Спустившись в холл, Инин набрал Светлакова.

– Привет, Светлаков! Чем занят?

– Да вот сидим с Валькой пельмени на обед лепим. А тебе чего надо-то?

– В гости на пельмени к тебе хочу.

– Вах! – Светлаков опешил. – Ты чего, Инин, с дуба рухнул? В кои-то веки ты ко мне в гости решил зайти? Тебе ж западло в мою трущобу захаживать!

– В трущобу-то западло, конечно. А вот пельмени пожрать и твою рожу увидать – нет. В пятницу же так и не встретились.

– Как бабка-то твоя, кстати? Здорова?

– С бабкой всё норм.

– Ну лады тогда. Жду. Вот Валька-то удивится!

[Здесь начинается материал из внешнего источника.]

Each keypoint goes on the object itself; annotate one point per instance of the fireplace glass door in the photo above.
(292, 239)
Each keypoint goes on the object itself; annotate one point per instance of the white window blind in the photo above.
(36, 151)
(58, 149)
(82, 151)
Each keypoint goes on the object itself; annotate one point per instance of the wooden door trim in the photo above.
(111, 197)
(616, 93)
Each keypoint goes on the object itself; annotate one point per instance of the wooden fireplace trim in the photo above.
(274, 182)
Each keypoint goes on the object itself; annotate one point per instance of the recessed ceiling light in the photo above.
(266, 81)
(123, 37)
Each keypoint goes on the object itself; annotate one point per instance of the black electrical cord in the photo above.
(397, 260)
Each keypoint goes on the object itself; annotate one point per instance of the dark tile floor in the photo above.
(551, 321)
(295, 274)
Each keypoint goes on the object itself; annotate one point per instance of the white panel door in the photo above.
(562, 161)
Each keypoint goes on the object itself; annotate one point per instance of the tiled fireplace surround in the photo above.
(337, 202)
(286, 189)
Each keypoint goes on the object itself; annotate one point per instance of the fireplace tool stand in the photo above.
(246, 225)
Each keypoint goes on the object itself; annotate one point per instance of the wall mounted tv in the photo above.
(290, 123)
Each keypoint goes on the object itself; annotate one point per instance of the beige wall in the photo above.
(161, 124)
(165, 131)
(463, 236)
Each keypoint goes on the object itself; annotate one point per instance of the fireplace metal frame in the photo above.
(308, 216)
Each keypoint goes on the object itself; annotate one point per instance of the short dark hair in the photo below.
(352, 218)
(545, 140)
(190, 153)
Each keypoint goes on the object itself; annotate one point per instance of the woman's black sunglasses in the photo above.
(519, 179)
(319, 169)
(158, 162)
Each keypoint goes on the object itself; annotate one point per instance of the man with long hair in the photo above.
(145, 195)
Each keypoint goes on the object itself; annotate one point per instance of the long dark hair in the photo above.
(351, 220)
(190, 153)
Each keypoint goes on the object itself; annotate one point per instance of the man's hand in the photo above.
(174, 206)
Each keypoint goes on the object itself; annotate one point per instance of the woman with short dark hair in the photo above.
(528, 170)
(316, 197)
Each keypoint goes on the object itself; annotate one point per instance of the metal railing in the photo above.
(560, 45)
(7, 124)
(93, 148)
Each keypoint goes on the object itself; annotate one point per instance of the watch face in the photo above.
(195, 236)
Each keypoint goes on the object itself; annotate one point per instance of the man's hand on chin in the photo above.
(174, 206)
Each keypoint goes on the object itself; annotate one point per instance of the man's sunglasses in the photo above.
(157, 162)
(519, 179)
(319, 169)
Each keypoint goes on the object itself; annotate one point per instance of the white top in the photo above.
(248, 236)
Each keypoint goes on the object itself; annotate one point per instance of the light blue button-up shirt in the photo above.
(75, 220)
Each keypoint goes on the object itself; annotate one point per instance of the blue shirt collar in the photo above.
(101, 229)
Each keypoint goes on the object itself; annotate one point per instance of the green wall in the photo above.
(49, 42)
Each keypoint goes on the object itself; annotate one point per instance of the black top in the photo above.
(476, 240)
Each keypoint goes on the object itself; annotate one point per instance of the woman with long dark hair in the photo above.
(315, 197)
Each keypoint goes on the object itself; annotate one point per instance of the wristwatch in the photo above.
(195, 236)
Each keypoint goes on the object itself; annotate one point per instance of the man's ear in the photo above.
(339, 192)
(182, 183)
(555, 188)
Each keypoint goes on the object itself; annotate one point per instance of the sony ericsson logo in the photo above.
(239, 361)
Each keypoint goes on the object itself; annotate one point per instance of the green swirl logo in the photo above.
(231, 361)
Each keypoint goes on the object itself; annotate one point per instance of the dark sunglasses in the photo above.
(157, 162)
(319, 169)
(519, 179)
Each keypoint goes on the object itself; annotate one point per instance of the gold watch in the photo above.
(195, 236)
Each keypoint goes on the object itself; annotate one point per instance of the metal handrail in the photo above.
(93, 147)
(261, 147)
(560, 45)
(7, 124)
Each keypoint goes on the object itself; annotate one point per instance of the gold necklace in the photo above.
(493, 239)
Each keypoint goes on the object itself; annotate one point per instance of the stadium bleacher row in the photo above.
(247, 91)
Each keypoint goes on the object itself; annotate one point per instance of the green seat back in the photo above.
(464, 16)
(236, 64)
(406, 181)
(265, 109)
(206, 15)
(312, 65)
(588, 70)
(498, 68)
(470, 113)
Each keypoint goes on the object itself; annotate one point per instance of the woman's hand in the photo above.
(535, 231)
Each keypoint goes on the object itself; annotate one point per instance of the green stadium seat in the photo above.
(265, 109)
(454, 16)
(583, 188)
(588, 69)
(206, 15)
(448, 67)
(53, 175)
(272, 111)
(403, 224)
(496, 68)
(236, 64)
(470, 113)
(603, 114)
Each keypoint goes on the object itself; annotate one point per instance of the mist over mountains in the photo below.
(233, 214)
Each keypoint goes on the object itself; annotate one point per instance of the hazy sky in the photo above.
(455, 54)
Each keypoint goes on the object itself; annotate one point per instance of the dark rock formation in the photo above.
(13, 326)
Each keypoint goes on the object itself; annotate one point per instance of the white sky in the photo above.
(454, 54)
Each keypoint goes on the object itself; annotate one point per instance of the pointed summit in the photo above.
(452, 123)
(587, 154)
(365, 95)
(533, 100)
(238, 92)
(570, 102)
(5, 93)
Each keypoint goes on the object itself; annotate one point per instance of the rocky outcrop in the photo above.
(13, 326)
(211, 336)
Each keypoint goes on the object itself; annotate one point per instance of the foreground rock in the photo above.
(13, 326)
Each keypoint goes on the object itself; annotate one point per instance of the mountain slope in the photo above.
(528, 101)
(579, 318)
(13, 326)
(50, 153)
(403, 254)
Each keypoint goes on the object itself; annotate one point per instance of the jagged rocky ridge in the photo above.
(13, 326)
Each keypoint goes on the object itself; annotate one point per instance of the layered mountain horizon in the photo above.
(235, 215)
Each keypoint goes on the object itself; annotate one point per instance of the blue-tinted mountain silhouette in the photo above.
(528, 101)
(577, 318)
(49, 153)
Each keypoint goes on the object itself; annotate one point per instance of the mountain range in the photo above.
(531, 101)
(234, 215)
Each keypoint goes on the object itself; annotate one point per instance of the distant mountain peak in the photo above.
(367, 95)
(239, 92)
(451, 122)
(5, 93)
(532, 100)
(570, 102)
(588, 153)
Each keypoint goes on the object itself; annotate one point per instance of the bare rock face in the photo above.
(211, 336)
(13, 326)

Через час с небольшим, с двумя коробками «Рафаэлло» для детей и букетом нарциссов для жены друга, Инин звонил в дверь Светлакова.

– Приветствую! Валя, это тебе, – он протянул букет.

– Смотри-ка! Нарциссы от нарцисса, – съязвил Светлаков. – И где он их только зимой раздобыл? Айда на кухню. Валька! Пельмени закидывай!

По кухне витал аппетитнейший дух пельменного бульона. Блюдо с самими пельменями, с плавящимся на них сливочным маслом, приправленное перцем-горошком и лавровыми листьями, стояло по центру стола. Валя шумовкой раскладывала пельмени по тарелкам – мальчишкам – Ваське и Димке, Инину, Светлакову. Здесь пахло не только пельменным бульоном, здесь пахло тихим уютом и простым человеческим счастьем. На какой-то миг Инин опять позавидовал другу. Но как только осознал это чувство, стряхнул его, сбросил, как сбрасывают с себя дурманящий морок, отшатнулся, как от чумы…

После пельменей был чай с вареньем и плюшками. А после чая, Инин, поблагодарив за обед хозяйку, сказал: «Валя, ты уж прости, что мужа по пятницам у тебя ворую. Обещаю, что… не исправлюсь. Буду воровать дальше. Но только по пятницам. Правда, сегодня прошу сделать для меня исключение. Я сворую его у тебя прямо сейчас. Всего на минут двадцать. Ты мне позволишь? У меня к Юрке срочный разговор есть. Выйдем мы, поговорим, а?»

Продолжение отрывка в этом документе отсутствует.